The media may have a powerful interest in seeing the Hood case go away by settlement, just as they did in the Englewood Four case. Indeed, the radical left that now runs virtually every institution in the city, particularly the media, also has a vested interest in seeing the Hood case conclude with a settlement. Progressives rarely admit they are wrong, especially about a narrative they have been pushing for four decades.

In this context, consider the latest developments in the mayoral run. Two candidates, Paul Vallas and Ald. Ray Lopez (15) are ardently pro-police. Would they stand by and pay out tens of millions to an exonerated man if they were unconvinced of his innocence? That is a risk the exoneration industry cannot entertain.
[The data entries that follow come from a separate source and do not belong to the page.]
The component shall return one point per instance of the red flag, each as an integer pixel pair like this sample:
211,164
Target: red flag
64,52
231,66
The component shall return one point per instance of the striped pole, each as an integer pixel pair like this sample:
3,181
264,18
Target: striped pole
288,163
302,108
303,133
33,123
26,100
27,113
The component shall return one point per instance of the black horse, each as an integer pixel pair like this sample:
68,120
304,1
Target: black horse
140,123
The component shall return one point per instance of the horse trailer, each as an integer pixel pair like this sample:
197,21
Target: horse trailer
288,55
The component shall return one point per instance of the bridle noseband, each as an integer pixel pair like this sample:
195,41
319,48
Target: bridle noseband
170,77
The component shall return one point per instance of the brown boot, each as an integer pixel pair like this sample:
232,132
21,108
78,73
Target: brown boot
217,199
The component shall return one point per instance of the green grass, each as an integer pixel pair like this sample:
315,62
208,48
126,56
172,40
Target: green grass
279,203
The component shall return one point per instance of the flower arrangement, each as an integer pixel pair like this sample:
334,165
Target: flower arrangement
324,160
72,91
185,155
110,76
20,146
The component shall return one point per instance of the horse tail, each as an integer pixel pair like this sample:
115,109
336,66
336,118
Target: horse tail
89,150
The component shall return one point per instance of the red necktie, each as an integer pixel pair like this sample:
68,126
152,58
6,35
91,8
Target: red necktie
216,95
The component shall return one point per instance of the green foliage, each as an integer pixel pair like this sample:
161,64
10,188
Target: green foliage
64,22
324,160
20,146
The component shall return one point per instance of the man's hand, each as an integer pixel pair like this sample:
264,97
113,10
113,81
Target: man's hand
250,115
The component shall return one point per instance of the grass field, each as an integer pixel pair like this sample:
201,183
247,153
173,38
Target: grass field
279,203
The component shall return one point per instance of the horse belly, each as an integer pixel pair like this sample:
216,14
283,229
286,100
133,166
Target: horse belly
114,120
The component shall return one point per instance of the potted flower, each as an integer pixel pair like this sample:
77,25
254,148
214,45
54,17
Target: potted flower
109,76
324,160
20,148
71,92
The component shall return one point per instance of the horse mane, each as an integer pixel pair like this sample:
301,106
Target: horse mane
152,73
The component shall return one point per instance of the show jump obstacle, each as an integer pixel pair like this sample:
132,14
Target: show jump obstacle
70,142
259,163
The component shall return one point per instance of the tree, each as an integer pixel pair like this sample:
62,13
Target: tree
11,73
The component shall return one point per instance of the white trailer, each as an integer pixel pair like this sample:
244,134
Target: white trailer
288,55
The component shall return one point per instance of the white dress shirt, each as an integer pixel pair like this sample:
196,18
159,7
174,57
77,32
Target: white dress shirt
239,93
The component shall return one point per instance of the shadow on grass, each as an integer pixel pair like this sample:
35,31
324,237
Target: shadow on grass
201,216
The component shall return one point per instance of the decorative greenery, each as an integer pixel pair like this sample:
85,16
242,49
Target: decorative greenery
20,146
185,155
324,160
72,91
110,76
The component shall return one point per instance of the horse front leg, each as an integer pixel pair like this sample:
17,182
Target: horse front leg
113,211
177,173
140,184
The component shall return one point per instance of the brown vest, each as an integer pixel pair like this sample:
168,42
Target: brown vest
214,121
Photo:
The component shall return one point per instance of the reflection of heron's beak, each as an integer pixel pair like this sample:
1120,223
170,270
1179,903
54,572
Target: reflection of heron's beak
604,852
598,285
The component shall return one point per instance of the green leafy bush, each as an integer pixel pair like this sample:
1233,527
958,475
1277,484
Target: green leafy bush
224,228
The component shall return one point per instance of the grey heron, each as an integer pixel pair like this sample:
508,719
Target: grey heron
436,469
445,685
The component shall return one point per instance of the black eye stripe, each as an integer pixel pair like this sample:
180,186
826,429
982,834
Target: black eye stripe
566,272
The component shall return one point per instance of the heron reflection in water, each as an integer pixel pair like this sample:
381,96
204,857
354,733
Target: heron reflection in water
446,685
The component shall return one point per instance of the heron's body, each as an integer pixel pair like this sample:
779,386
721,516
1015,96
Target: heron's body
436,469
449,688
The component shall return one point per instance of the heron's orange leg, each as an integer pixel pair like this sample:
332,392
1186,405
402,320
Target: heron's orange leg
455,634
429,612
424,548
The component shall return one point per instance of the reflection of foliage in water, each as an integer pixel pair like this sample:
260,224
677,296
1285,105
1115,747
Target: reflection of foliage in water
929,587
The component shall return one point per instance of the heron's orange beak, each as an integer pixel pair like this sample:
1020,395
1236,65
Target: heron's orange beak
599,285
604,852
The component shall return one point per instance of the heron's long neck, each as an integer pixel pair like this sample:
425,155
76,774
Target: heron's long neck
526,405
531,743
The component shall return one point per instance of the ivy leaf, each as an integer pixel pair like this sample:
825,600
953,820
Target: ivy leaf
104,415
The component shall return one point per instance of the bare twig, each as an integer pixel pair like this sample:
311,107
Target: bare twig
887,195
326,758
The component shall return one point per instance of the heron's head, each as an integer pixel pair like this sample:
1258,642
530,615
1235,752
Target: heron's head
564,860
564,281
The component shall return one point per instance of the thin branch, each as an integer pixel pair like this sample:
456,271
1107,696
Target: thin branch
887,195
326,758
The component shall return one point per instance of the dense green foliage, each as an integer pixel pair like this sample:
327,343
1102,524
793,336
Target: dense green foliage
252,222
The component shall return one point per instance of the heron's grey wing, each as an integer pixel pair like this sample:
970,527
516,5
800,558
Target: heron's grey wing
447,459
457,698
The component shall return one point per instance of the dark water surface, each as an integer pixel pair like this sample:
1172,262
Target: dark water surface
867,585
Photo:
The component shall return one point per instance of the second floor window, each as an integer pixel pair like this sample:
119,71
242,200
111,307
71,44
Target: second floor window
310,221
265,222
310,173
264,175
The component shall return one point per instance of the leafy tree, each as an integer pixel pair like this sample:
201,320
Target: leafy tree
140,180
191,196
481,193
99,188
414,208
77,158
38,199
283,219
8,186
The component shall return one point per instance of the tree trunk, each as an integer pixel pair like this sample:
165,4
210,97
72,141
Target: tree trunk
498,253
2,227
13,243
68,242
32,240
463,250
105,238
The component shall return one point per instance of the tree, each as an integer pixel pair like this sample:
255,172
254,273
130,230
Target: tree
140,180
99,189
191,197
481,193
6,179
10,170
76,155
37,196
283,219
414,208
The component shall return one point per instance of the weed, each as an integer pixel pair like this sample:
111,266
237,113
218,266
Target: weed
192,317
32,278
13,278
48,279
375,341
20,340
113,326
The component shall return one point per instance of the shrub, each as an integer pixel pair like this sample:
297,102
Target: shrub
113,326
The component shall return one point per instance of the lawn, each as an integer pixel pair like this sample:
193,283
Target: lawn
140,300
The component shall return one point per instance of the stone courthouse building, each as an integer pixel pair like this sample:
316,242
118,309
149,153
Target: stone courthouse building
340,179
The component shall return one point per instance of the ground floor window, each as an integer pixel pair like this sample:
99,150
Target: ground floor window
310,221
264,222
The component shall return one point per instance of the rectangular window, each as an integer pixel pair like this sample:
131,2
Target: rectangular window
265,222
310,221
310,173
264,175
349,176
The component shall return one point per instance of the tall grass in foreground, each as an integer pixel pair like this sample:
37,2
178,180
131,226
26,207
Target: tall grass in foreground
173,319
Enter, then, Chuy Garcia, a long-time leftist "go-along-to-get-along" political hack. Certainly, Garcia would be much more likely to appoint another empty shirt as corporation counsel and recommend the city ink out another check. This would throw Boudreau and his colleagues under the exoneration bus, just as Rahm Emanuel did in the Englewood Four case. Equally important, Garcia is a key vote splitter, particularly in the Latino community. Garcia’s emergence in the campaign will likely take away votes from Lopez.

This whole subplot to the election is developing amid media silence. Boudreau and the detectives standing tall threaten to cast yet another dark shadow across the Chicago media, as its ability to maintain the narrative authority in these cases is diminishing rapidly. In cases like Tyrone Hood, the “intense media campaigns” is being cited by city attorneys in federal motions. How long can the entire media landscape of the city maintain silence about these allegations?

How long can the media hold out?

The answer to that question may lie in the upcoming mayoral election.